FIST Assistant Professor and Critical Disability Studies scholar, Dr. Fady Shanouda, has a new book chapter titled “Black-abundance, Fat-revolt, and Crip-desire: Intersectionality as Interference in the Life and Death of Rohan Garfield Salmon” in the Handbook of Disability. Check it out!
Abstract:
“This chapter is an examination of the life and death of Mr. Rohan Garfield Salmon, an evicted resident of a long-term care home in Ontario, Canada. It will be shown that Rohan’s experiences both demonstrate the healthcare system’s abject failures as well as the agentic capacity of difference.

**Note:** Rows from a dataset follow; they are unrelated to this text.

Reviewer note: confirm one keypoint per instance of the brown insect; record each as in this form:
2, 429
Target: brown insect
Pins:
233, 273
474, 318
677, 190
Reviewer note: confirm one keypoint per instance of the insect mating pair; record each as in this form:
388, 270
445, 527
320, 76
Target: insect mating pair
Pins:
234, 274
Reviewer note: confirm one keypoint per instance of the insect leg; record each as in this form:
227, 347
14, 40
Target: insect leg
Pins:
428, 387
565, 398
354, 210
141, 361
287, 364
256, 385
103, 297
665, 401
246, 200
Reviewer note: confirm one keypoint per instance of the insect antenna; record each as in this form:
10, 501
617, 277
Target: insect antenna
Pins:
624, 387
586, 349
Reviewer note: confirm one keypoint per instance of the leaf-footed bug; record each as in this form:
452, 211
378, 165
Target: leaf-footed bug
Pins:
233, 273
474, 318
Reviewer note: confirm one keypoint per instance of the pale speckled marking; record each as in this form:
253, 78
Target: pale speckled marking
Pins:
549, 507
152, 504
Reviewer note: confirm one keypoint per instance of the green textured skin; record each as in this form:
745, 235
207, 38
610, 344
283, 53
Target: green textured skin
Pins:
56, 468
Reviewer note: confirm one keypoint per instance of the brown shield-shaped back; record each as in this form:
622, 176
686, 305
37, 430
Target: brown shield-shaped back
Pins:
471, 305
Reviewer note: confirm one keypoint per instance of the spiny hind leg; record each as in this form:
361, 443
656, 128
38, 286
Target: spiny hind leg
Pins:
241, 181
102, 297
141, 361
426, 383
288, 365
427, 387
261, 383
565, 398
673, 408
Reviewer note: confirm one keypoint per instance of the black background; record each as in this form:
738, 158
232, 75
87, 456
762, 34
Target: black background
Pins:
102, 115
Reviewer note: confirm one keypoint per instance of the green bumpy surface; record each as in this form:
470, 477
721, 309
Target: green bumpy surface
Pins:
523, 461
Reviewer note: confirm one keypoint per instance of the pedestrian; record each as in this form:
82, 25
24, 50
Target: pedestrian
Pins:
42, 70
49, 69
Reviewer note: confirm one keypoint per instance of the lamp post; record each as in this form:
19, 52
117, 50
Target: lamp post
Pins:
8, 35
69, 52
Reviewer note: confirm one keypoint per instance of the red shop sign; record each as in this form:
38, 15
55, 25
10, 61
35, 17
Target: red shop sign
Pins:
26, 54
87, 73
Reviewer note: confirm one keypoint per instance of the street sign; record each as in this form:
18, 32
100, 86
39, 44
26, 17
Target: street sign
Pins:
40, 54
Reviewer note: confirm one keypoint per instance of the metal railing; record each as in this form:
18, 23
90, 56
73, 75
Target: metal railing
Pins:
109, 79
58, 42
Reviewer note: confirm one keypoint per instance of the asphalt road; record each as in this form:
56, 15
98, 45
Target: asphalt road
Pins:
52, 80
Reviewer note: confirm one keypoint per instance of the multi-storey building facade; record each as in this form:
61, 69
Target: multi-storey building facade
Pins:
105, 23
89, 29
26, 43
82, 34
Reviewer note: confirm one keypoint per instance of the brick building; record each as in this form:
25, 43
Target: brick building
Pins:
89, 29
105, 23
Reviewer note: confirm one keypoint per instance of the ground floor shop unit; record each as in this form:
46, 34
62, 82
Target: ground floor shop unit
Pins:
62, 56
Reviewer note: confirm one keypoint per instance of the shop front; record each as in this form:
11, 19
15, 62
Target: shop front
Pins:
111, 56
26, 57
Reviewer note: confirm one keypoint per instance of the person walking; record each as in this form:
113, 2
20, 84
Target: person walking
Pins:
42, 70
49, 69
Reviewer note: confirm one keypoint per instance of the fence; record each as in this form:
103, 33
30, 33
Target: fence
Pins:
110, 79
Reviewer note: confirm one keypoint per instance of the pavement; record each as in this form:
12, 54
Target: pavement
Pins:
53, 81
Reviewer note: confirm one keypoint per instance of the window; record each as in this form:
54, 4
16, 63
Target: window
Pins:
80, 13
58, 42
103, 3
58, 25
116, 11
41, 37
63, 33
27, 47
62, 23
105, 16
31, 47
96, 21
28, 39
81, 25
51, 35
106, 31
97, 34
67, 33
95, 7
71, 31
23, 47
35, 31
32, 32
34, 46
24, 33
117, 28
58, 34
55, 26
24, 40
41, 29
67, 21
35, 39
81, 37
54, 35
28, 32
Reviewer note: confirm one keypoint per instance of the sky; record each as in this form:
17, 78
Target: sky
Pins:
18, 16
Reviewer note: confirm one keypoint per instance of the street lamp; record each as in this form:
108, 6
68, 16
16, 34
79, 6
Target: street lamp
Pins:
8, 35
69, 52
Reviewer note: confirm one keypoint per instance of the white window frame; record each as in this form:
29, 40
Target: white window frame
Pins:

Rohan’s case, more than highlighting the deplorable state of care in the nursing home-industrial-complex, suggests that critical analyses of intersecting social categories must consider the emergence of those categories in intra-actions – in emergence with other humans and nonhumans. The authors argue that Rohan simultaneously experienced constricting forces from dominant cultural understandings of fatness, blackness, and disability and also produced equally disrupting and interfering forces – reimagining the capacities and desires of his bodymind. In particular, the chapter will highlight how fat/black/disability-becomings created certain conditions that successfully prevented the state from exercising its force for nearly 2 years. The authors invite scholars to consider how such analyses, that take into consideration the material things, can open up ways of understanding the different capacities of individuals too often already marked as disposable.”
(Shanouda, F., Langdon, TL. (2022). Black-abundance, Fat-revolt, and Crip-desire: Intersectionality as Interference in the Life and Death of Rohan Garfield Salmon. In: Rioux, M.H., Viera, J., Buettgen, A., Zubrow, E. (eds) Handbook of Disability. Springer, Singapore. https://doi.org/10.1007/978-981-16-1278-7_39-1)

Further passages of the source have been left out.